Table 1 Summary of 6 candidate variants in 86 known genes
Figure 2
figure 2

Pathogenic HSF4 mutations in human HSF4 protein. The previously reported dominant and recessive mutations were shown above and below the HSF4 protein, respectively. The novel p.Leu174Pro was found in the hydrophobic repeats (HR-A/B) region (yellow box). The DNA-binding domain (DBD) and the downstream of hydrophobic repeat (DHR) are indicated as blue and green. A full color version of this figure is available at the Journal of Human Genetics journal online.
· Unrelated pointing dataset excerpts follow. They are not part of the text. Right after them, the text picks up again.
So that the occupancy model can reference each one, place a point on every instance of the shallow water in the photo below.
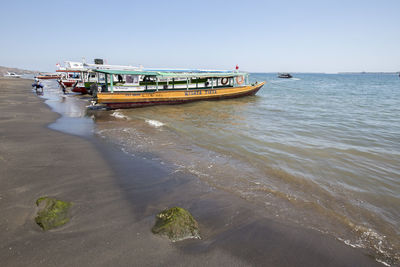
(319, 150)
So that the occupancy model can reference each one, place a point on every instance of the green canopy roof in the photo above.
(174, 74)
(128, 72)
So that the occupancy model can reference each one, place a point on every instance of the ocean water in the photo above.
(319, 150)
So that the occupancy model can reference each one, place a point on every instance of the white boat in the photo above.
(12, 75)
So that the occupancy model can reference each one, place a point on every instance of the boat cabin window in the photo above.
(132, 79)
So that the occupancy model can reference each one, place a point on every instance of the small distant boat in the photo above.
(285, 75)
(12, 75)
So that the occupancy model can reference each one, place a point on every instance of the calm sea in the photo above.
(319, 150)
The HSF4 gene at 16q22.1 encodes a heat-shock transcription factor that forms the homotrimer repressing and/or activating downstream target genes such as FGF1, FGF4, FGF7 and CRYGC required in lens development.14 In HSF4 protein, three functional regions were recognized. The DNA-binding domain domain has a role for the DNA-binding mediated heat-shock element (Figure 2).6, 9, 11, 12 Missense mutations found in DNA-binding domain may have a dominant negative effect obstructing both normal and mutant HSF4 proteins.7 The HR-A/B and the downstream of hydrophobic repeat are essential for a trimeric formation and transcriptional activation of HSF4, respectively.13, 15 The novel mutation (p.Leu174Pro) identified in HR-A/B was also found in autosomal recessive CC, supporting the previous finding.7

All recessive HSF4 mutations previously reported showed significant reductions of the transcriptional activity by luciferase assay, suggesting that they were loss-of-function mutations.13, 16 Some dominant missense mutations in HSF4 (p.Ala19Asp, p.Arg73His, and p.Leu114Pro) have also shown a decreased transcriptional activity resembling recessive mutations.16 Thus, the CC-associated HSF4 mutations could be loss-of-function regardless of their inheritance pattern, including p.Leu174Pro. It was previously reported that Hsf4-null mice presented cataract with abnormal lens fiber cells, supporting that recessive (loss-of-function) HSF4 mutations lead to CC in humans.14 Therefore, the p.Leu174Pro in HSF4 is highly likely causative for CC in this family, though we did not provide any functional data.

In summary, we described here one consanguineous Iranian family showing CC caused by a novel HSF4 mutation. More mutations should be accumulated to thoroughly differentiate recessive and dominant mutations.